Active Health Check strategies with Spring Cloud Gateway

Engineering | Ignacio Lozano | July 05, 2023 | ...

Active health check strategies with Spring Cloud Gateway

Nowadays, applications are built as a collection of small independent upstream services. This accelerates development and allows modules to be focused on specific responsibilities, increasing their quality. This is one of the main advantages of using a microservice approach. However, jumping from one service to another can add extra latency, and this latency can be dramatically higher when the services are not responding.

If you run microservices, you want to prevent your upstream services from being called when they are not working properly. Even using a circuit breaker pattern can also generate a penalty in the response time. For this reason, it is sometimes better to actively check your upstream services to verify they are ready before they are needed.

A health check is a way to determine if a service can respond correctly according to its status, preventing timeouts and errors.

Passive health check is done during request handling. If the service is finally unhealthy, the application will return a failure marking the endpoint unhealthy. It can add extra latency.

Active health check will check and drop unhealthy services in the background before receiving the request. It doesn't add extra latency.

Last but not least, these features can be combined with a circuit breaker library to immediately fall back on an alternative endpoint without suffering the first miss penalty.

The goal is for routes to forward the requests to upstream services that are healthy by using a load balancer strategy:

Active Health Check Diagram

This post is divided into two parts:

  1. "Spring features you need" - describing which Spring’s features you need to get active health check.
  2. "Registering endpoints for your services" - visiting some approaches for adding one or more endpoints to your routes.

1. Spring features you need

There are some features in Spring that can help you to get active health check

  • Spring Cloud Load Balancer (SLB) is a client-side load-balancer that allows balancing traffic between different upstream service endpoints. It is part of Spring Cloud project, and is included in the spring-cloud-commons library (see the SLB documentation).
  • The client-side service discovery feature lets the client find and communicate with services without hard-coding the hostname and port. It is also included in the spring-cloud-commons library (see the Service Discovery documentation).

Spring Cloud Gateway Spring Cloud Gateway provides a library for building API gateways on top of Spring and Java. It supports the above features through the LoadBalancerClientFilter/ReactiveLoadBalancerClientFilter global filters. In this post, you can see different ways to use one of those global filters.

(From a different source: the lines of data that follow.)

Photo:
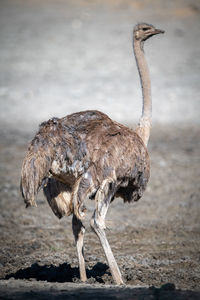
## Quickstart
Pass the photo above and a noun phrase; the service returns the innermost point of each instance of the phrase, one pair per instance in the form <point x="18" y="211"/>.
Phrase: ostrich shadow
<point x="62" y="273"/>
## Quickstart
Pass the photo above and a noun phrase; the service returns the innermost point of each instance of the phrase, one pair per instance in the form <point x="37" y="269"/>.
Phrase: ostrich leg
<point x="103" y="198"/>
<point x="79" y="231"/>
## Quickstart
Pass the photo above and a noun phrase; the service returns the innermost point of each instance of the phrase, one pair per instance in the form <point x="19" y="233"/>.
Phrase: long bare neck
<point x="144" y="126"/>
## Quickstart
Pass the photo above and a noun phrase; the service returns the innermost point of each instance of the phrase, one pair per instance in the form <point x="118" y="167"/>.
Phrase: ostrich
<point x="86" y="154"/>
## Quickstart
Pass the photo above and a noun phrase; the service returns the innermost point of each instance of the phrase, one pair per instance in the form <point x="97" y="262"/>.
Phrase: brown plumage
<point x="86" y="154"/>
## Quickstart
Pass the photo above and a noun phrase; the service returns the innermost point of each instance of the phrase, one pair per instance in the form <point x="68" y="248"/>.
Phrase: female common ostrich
<point x="86" y="154"/>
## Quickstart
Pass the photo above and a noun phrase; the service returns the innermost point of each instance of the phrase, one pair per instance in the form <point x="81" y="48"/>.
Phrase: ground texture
<point x="156" y="241"/>
<point x="58" y="57"/>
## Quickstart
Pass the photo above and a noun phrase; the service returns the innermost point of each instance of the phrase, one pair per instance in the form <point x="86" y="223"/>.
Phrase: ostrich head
<point x="144" y="31"/>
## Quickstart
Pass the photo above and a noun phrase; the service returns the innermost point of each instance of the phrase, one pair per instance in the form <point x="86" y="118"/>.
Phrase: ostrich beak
<point x="157" y="31"/>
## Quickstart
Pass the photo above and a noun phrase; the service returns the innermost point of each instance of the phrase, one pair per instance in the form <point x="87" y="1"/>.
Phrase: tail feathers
<point x="35" y="169"/>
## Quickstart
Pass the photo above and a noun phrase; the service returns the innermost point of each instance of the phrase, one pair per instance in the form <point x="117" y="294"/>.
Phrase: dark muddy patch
<point x="62" y="273"/>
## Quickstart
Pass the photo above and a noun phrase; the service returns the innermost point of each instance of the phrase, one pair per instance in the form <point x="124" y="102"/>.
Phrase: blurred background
<point x="63" y="56"/>
<point x="59" y="57"/>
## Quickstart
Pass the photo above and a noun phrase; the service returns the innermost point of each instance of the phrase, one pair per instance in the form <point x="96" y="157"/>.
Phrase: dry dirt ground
<point x="58" y="57"/>
<point x="156" y="241"/>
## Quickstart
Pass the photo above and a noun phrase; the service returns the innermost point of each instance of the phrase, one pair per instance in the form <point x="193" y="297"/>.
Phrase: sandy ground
<point x="156" y="241"/>
<point x="80" y="51"/>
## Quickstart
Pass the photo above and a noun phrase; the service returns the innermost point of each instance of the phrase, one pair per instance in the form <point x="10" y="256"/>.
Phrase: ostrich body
<point x="86" y="154"/>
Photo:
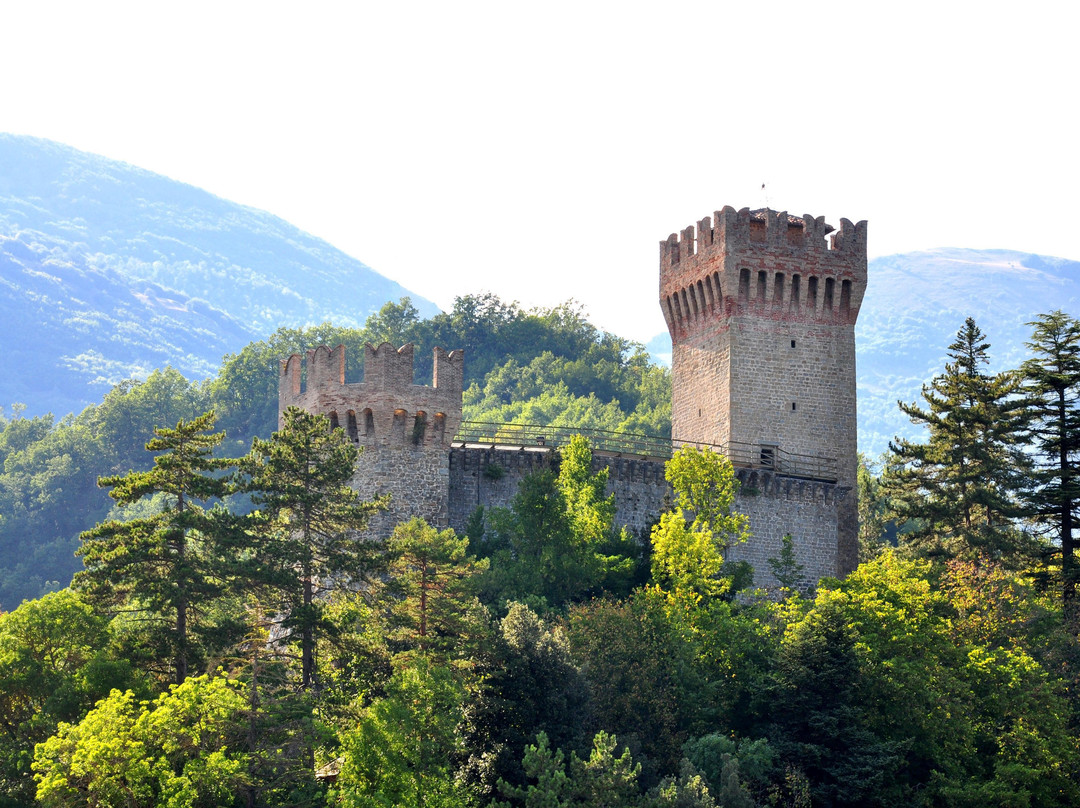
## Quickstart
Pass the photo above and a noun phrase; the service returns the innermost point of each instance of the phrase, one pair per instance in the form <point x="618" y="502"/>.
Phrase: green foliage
<point x="430" y="591"/>
<point x="599" y="781"/>
<point x="689" y="541"/>
<point x="875" y="529"/>
<point x="557" y="542"/>
<point x="1052" y="390"/>
<point x="54" y="664"/>
<point x="642" y="676"/>
<point x="530" y="685"/>
<point x="49" y="476"/>
<point x="401" y="752"/>
<point x="176" y="752"/>
<point x="960" y="487"/>
<point x="301" y="535"/>
<point x="166" y="564"/>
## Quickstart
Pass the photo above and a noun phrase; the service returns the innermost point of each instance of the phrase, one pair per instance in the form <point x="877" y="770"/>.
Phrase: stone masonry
<point x="761" y="314"/>
<point x="404" y="429"/>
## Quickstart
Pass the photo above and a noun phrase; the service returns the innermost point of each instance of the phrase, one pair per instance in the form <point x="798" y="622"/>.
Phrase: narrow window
<point x="419" y="428"/>
<point x="399" y="425"/>
<point x="768" y="457"/>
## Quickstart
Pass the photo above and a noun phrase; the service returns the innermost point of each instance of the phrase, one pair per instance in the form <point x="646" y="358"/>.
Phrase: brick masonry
<point x="761" y="312"/>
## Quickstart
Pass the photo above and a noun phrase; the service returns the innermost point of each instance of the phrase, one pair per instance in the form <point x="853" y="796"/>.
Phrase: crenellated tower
<point x="404" y="429"/>
<point x="761" y="312"/>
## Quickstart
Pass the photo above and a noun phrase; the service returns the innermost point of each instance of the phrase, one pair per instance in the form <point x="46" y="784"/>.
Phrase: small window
<point x="768" y="457"/>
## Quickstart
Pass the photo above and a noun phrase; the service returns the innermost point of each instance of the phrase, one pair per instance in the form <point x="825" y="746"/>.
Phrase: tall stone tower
<point x="761" y="313"/>
<point x="404" y="429"/>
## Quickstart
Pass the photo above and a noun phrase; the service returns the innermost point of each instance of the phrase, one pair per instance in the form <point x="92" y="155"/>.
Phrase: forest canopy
<point x="255" y="656"/>
<point x="544" y="366"/>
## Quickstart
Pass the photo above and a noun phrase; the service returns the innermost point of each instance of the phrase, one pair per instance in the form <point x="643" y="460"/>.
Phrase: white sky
<point x="541" y="150"/>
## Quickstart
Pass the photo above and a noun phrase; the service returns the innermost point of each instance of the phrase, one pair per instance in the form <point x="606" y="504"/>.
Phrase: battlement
<point x="729" y="230"/>
<point x="386" y="408"/>
<point x="763" y="261"/>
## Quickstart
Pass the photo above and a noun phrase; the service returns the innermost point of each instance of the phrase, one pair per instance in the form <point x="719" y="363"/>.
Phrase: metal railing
<point x="531" y="434"/>
<point x="629" y="444"/>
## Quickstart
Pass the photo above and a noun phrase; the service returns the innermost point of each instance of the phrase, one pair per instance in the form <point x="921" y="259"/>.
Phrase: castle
<point x="761" y="313"/>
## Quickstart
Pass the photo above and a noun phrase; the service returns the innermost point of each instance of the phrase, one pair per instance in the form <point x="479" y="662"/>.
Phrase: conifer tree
<point x="164" y="565"/>
<point x="959" y="487"/>
<point x="304" y="534"/>
<point x="1052" y="386"/>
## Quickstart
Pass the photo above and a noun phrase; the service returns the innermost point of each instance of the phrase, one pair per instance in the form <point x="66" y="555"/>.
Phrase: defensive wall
<point x="761" y="314"/>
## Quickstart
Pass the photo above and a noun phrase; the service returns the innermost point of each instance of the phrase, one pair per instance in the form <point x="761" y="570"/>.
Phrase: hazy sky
<point x="541" y="150"/>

First, though, let’s explore some of those features.

Spring Cloud Load Balancer filter

A global filter for load balancing is included in Spring Cloud and can be activated by using a special URI notation: lb://your-service-name.

spring:
 cloud:
   gateway:
     routes:
       - id: myRoute
         uri: lb://your-service-name
         predicates:
         - Path=/service/**

The load balancer filter, ReactiveLoadBalancerClientFilter (for reactive applications), will detect the URI and replace it with an available endpoint associated with "your-service-name".

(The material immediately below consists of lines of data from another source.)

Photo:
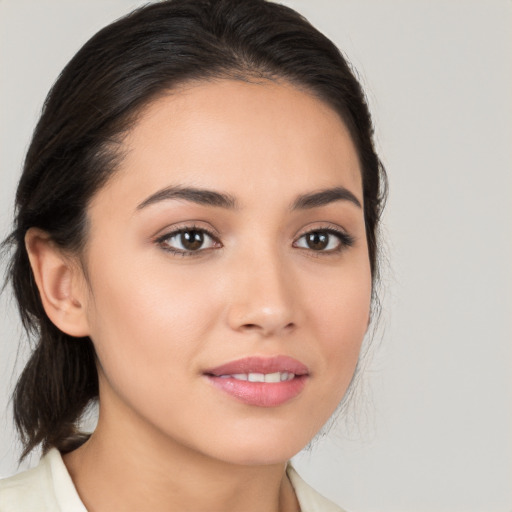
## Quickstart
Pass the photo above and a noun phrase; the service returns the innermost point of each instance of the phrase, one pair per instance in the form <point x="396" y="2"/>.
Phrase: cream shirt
<point x="49" y="488"/>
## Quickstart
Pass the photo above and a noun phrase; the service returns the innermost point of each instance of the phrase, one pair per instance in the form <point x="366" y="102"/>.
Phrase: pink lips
<point x="262" y="394"/>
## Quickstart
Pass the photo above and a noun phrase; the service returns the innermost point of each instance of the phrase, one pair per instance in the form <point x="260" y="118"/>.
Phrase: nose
<point x="263" y="297"/>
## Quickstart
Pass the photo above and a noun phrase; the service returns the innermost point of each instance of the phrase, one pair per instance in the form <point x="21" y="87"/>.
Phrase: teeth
<point x="256" y="377"/>
<point x="273" y="377"/>
<point x="261" y="377"/>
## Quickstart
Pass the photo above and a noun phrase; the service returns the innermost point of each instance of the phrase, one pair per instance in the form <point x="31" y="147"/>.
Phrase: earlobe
<point x="60" y="283"/>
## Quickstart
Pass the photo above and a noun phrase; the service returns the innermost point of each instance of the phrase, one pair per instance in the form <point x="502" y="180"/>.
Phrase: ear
<point x="60" y="282"/>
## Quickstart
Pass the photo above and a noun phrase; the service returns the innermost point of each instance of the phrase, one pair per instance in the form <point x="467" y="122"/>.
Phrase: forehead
<point x="244" y="138"/>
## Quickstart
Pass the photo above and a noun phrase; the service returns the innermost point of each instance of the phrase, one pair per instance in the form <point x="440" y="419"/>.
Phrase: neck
<point x="132" y="469"/>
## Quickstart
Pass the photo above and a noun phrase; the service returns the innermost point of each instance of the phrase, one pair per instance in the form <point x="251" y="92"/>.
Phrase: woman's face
<point x="229" y="248"/>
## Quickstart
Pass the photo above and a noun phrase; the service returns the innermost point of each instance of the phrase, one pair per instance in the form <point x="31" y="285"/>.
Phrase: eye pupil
<point x="317" y="240"/>
<point x="192" y="240"/>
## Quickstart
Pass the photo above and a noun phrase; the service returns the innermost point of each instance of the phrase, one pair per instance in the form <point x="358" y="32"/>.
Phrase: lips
<point x="258" y="381"/>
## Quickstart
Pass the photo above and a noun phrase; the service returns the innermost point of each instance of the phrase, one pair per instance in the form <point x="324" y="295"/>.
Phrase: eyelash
<point x="345" y="241"/>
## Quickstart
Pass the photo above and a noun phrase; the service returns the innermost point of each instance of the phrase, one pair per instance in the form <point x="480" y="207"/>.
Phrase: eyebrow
<point x="325" y="197"/>
<point x="222" y="200"/>
<point x="195" y="195"/>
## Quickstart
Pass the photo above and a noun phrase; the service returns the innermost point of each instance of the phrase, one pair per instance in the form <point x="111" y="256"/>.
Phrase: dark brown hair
<point x="96" y="100"/>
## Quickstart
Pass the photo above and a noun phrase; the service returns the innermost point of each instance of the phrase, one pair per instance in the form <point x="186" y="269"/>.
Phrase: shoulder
<point x="45" y="488"/>
<point x="309" y="499"/>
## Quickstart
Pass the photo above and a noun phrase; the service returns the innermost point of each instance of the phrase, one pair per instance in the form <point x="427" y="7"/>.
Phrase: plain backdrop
<point x="432" y="428"/>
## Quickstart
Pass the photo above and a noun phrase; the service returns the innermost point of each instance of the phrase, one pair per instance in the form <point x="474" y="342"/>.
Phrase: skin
<point x="166" y="438"/>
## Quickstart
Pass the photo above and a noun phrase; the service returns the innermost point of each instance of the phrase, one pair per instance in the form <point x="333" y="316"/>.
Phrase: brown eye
<point x="186" y="241"/>
<point x="318" y="240"/>
<point x="324" y="240"/>
<point x="192" y="240"/>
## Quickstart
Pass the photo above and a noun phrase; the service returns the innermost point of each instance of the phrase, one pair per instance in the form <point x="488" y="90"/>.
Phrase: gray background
<point x="431" y="430"/>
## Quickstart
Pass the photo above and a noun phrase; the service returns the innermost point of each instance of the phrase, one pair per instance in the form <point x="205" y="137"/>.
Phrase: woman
<point x="195" y="248"/>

Take into account that you need to register "your-service-name" in the Service Discovery registry. We will see different ways you can do it in the following sections.

Active health check

By default, traffic is routed to upstream services, even if they are unhealthy. To prevent picking a bad one, you can enable the health-check configuration provided by the Load Balancer Client from Spring Cloud:

    spring:
      cloud:  
        loadbalancer:  
          configurations: health-check

All the endpoints will be checked periodically by automatically using the Spring Boot Actuator health endpoint. You can also customize some options like spring.cloud.loadbalancer.health-check.<your-service-name>.path and spring.cloud.loadbalancer.health-check.interval.

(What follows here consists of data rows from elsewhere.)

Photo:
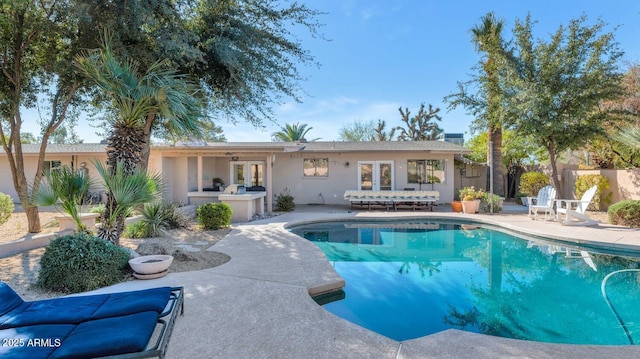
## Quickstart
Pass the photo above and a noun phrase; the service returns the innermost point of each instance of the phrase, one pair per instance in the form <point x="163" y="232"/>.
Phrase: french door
<point x="247" y="173"/>
<point x="375" y="176"/>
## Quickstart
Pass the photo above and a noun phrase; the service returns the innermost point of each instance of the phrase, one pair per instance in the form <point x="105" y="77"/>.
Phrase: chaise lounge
<point x="136" y="324"/>
<point x="392" y="199"/>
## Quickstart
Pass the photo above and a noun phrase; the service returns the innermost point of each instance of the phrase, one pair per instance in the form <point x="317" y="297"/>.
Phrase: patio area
<point x="258" y="305"/>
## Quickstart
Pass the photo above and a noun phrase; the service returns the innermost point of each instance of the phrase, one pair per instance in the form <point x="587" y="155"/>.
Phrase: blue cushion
<point x="33" y="342"/>
<point x="109" y="336"/>
<point x="9" y="299"/>
<point x="154" y="299"/>
<point x="75" y="310"/>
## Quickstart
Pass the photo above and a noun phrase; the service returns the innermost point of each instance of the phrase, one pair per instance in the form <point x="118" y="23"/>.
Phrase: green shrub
<point x="532" y="182"/>
<point x="470" y="193"/>
<point x="518" y="197"/>
<point x="138" y="229"/>
<point x="98" y="209"/>
<point x="214" y="215"/>
<point x="6" y="208"/>
<point x="158" y="216"/>
<point x="284" y="201"/>
<point x="625" y="213"/>
<point x="485" y="204"/>
<point x="602" y="198"/>
<point x="80" y="262"/>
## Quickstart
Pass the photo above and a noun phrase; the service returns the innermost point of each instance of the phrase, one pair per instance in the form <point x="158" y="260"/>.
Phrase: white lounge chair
<point x="543" y="202"/>
<point x="574" y="210"/>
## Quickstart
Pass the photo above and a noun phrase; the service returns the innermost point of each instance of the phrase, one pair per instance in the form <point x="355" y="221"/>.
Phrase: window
<point x="316" y="167"/>
<point x="425" y="171"/>
<point x="51" y="165"/>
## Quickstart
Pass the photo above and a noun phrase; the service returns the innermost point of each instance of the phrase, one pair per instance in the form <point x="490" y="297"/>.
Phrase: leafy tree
<point x="487" y="103"/>
<point x="610" y="150"/>
<point x="487" y="38"/>
<point x="366" y="131"/>
<point x="518" y="151"/>
<point x="381" y="134"/>
<point x="556" y="86"/>
<point x="419" y="127"/>
<point x="292" y="133"/>
<point x="28" y="138"/>
<point x="244" y="54"/>
<point x="137" y="96"/>
<point x="158" y="93"/>
<point x="357" y="131"/>
<point x="37" y="43"/>
<point x="630" y="137"/>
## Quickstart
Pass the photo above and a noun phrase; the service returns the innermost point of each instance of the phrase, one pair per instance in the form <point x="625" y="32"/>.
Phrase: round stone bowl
<point x="151" y="264"/>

The default health check configuration checks the upstream service endpoints by using the /actuator/health endpoint, which requires activating Spring Actuator in your upstream service.

For more options, explore the LoadBalancerClientsProperties and LoadBalancerProperties classes

There is a built-in feature in Spring Cloud Gateway that will deploy all the services available as routes. This post describes the opposite, so we are declaring routes that are load balanced, including active health check.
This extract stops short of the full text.